In the present case, Mrs. Wright claims that the trial court abused its discretion in denying her alimony and certain medical expenses. Given that the parties separated after a mere eleven months and given the trial court's amply supported findings that Mrs. Wright had made no substantial contribution to the marriage, was unwilling to curtail her unexplained spending habits, and was capable of becoming gainfully employed — in essence, that she had been on an eleven-month joy ride— we quite obviously cannot say that the trial court abused its discretion when it denied her relief.
Mrs. Wright says, however, that the trial court erred by refusing to take into account, when considering if and how much alimony Mr. Wright should pay, that her marriage to him resulted in the termination of $1,000 per month alimony she had been receiving from a former husband. Contrary to Mrs.

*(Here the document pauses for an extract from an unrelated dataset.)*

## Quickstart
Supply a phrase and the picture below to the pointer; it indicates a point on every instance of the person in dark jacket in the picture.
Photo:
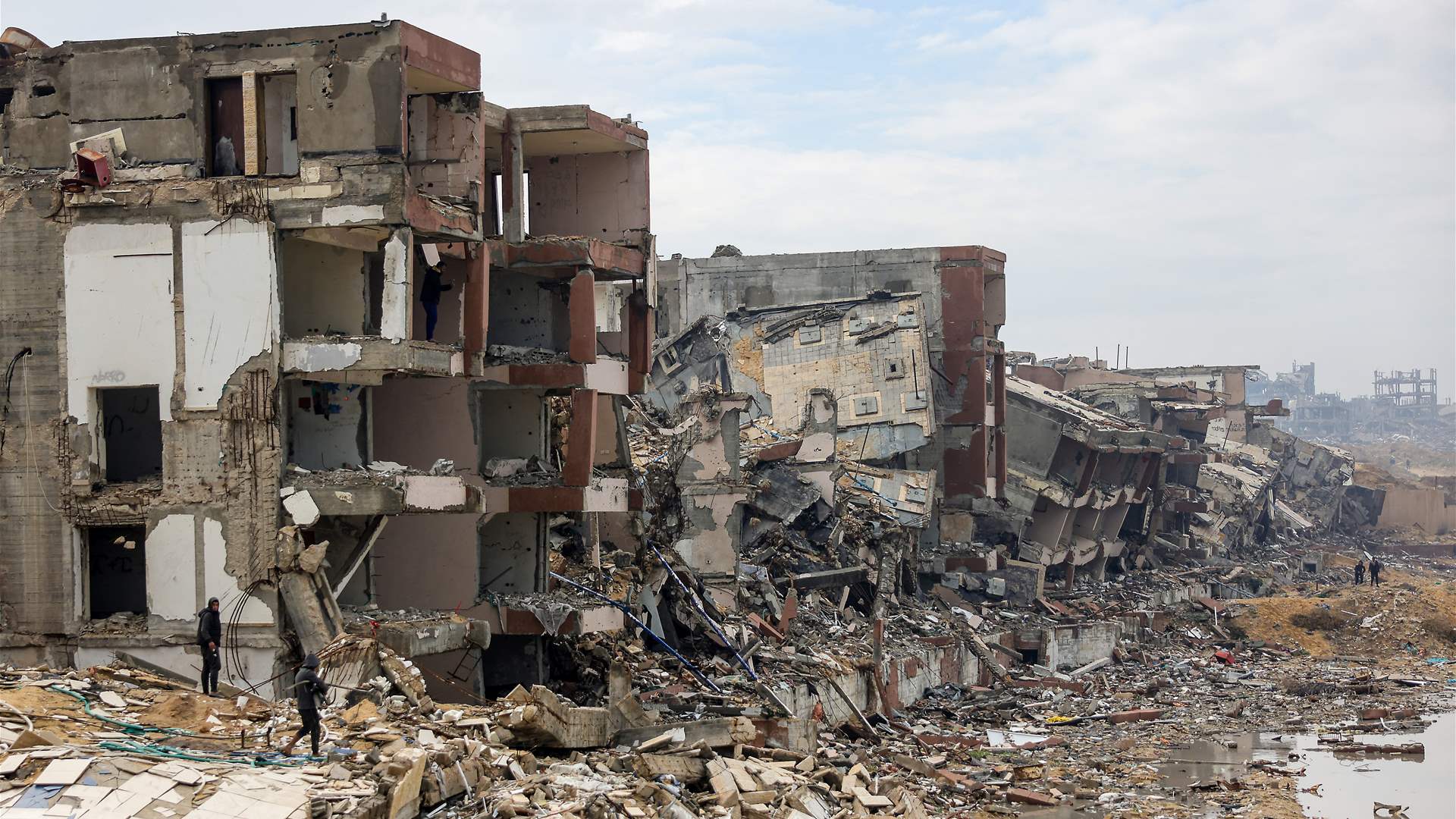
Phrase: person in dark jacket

Wright's position, we conclude that the trial court was entirely correct in disregarding her "lost alimony" in deciding Mr. Wright's responsibility, if any, to pay alimony to her. As was said in Duttenhofer, 474 So.2d at 253, "the power of a court to 'consider any other factor necessary to do equity and justice between the parties' was not intended to encompass the consideration of premarital sacrifices." So even as the court in Duttenhofer held that the forfeiture of widow's benefits was such a non-compensable premarital sacrifice, so, too, the termination of the wife's entitlement to alimony from an ex-husband is a mere consequence of the event of the remarriage which is not to be considered in fixing the next husband's alimony obligation.
We thus adopt Duttenhofer and its reasoning, find it to be dispositive of the present case, and specifically reject the panel's view in Wright that "the forfeiture of alimony on remarriage . is an equitable factor for the court to consider in awarding alimony." Wright v. Wright, 509 So.2d at 328.
Affirmed.
SCHWARTZ, C.J., and BARKDULL, HUBBART, NESBITT, DANIEL S. PEARSON and JORGENSON, JJ., concur.
. Mrs. Wright had been married to this former husband for twenty-three years. Under their property settlement agreement, the former husband's obligation to pay her $2,000 per month in non-modifiable alimony survived her remarriage to and divorce from Wright.